Find out how to make this Southern comfort dish a little healthier.
Chicken and Dumpling Soup
A yummy go-to option to feed your family on a chilly Nashville night.
1 pound boneless, skinless chicken breasts, cut into 1 1/2-inch cubes
3 cans (14 1/2 ounces each) reduced-sodium chicken broth
3 cups water
4 medium carrots, chopped
1 medium onion, chopped
1 celery rib, chopped
1 teaspoon minced fresh parsley
1/2 teaspoon salt
1/4 teaspoon garlic powder
1/4 teaspoon poultry seasoning
1/4 teaspoon pepper
3 egg whites
1/2 cup 1% cottage cheese
2 tablespoons water
1/4 teaspoon salt
1 cup all-purpose flour
- In a large nonstick skillet coated with cooking spray, cook chicken until no longer pink. Add the broth, water, vegetables and seasonings. Bring to a boil. Reduce heat; simmer, uncovered, for 30 minutes or until vegetables are tender.

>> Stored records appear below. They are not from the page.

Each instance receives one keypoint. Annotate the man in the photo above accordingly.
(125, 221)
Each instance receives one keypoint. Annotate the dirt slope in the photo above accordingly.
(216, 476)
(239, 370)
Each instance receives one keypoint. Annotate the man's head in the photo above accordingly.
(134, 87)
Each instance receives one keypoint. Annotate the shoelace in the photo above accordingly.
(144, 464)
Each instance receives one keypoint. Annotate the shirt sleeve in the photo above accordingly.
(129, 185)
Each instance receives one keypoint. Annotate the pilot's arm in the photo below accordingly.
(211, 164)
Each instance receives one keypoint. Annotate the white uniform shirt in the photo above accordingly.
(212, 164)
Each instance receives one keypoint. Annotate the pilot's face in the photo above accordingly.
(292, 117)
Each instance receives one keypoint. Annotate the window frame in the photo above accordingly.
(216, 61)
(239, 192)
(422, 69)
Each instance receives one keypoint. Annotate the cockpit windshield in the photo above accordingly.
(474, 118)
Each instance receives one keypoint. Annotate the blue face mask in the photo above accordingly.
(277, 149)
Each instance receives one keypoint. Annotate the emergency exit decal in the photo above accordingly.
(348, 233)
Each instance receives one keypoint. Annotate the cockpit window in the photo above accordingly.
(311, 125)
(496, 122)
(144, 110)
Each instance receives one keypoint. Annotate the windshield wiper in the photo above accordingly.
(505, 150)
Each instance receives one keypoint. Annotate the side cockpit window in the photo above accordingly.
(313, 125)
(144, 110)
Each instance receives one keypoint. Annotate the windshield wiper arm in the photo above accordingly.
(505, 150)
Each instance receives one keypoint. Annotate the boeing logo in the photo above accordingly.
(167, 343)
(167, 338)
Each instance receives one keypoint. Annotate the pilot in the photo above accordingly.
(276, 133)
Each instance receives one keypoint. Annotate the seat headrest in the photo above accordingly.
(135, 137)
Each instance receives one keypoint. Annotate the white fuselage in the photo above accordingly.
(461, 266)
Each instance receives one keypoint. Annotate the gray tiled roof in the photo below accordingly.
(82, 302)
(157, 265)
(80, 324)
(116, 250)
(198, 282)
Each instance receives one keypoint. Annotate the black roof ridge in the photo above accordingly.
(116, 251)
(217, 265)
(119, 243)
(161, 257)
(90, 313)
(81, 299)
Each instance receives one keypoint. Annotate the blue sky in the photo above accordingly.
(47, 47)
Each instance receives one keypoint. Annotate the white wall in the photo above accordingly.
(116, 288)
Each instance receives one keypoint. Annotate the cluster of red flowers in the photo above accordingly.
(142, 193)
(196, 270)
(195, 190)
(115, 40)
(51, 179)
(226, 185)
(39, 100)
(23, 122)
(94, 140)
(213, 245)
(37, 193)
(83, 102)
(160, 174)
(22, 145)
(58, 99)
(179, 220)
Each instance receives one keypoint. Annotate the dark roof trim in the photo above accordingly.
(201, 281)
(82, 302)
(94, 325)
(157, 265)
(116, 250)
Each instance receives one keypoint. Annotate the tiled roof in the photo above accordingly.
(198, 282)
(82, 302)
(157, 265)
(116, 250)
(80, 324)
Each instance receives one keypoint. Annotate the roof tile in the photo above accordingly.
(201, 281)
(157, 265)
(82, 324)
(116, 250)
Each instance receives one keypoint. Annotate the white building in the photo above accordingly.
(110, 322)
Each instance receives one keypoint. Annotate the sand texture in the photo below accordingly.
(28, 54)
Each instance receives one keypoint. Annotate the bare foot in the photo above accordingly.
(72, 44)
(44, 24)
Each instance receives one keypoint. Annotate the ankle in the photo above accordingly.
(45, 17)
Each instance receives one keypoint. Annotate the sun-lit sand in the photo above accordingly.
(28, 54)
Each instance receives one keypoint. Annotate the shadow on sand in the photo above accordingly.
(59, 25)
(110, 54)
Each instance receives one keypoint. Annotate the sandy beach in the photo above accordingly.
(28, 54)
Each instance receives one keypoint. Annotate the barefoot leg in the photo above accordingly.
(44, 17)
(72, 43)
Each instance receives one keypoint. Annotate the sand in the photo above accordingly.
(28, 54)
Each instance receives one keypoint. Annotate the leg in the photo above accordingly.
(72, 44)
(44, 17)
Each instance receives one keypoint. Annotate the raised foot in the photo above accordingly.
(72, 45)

- Meanwhile, for dumplings, in a large bowl, beat the egg whites and cottage cheese until blended. Add water and salt. Stir in the flour and mix well.

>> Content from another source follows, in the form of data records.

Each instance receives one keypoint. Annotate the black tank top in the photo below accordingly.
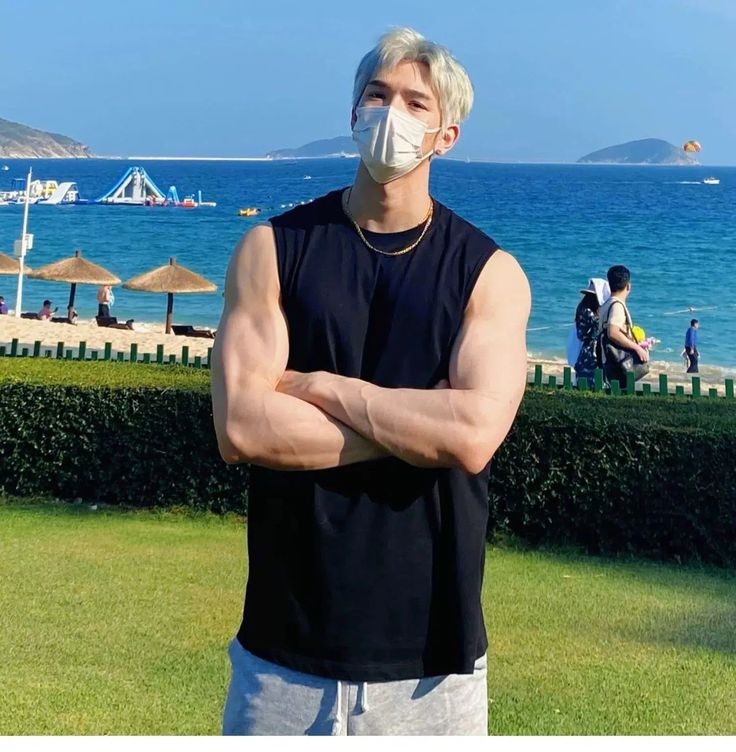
(370, 571)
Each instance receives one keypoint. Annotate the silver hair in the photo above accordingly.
(449, 79)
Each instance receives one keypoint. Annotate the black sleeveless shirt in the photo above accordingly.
(370, 571)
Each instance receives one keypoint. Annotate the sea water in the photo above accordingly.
(564, 223)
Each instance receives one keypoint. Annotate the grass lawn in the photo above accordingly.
(117, 623)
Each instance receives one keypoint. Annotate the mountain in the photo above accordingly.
(342, 146)
(645, 151)
(18, 140)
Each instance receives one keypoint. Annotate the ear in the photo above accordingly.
(446, 139)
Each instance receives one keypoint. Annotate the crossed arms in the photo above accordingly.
(296, 421)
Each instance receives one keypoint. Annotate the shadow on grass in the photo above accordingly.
(708, 620)
(59, 508)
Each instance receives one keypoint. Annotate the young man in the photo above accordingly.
(104, 298)
(370, 360)
(46, 313)
(691, 346)
(616, 323)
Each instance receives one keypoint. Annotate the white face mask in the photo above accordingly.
(389, 141)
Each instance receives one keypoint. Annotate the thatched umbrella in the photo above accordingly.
(75, 270)
(10, 265)
(170, 278)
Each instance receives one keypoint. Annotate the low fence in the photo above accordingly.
(537, 377)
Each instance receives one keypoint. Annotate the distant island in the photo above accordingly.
(644, 151)
(342, 146)
(17, 140)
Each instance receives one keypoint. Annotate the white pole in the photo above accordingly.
(19, 294)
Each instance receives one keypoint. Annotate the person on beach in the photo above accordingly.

- Bring soup to a boil. Drop dumplings by tablespoonfuls onto the boiling soup. Reduce heat; cover and simmer for 15 minutes or until a toothpick inserted in dumplings comes out clean (do not lift cover while simmering).
Nutrition Facts Per Serving:
Serves: 4. Serving size: 1.5 cups. Calories: 363. Fat: 4 grams. Saturated fat: 2 grams. Protein: 42 grams. Carbohydrates: 39 grams. Fiber: 4 grams. Cholesterol: 73 milligrams. Sodium: 900 milligrams.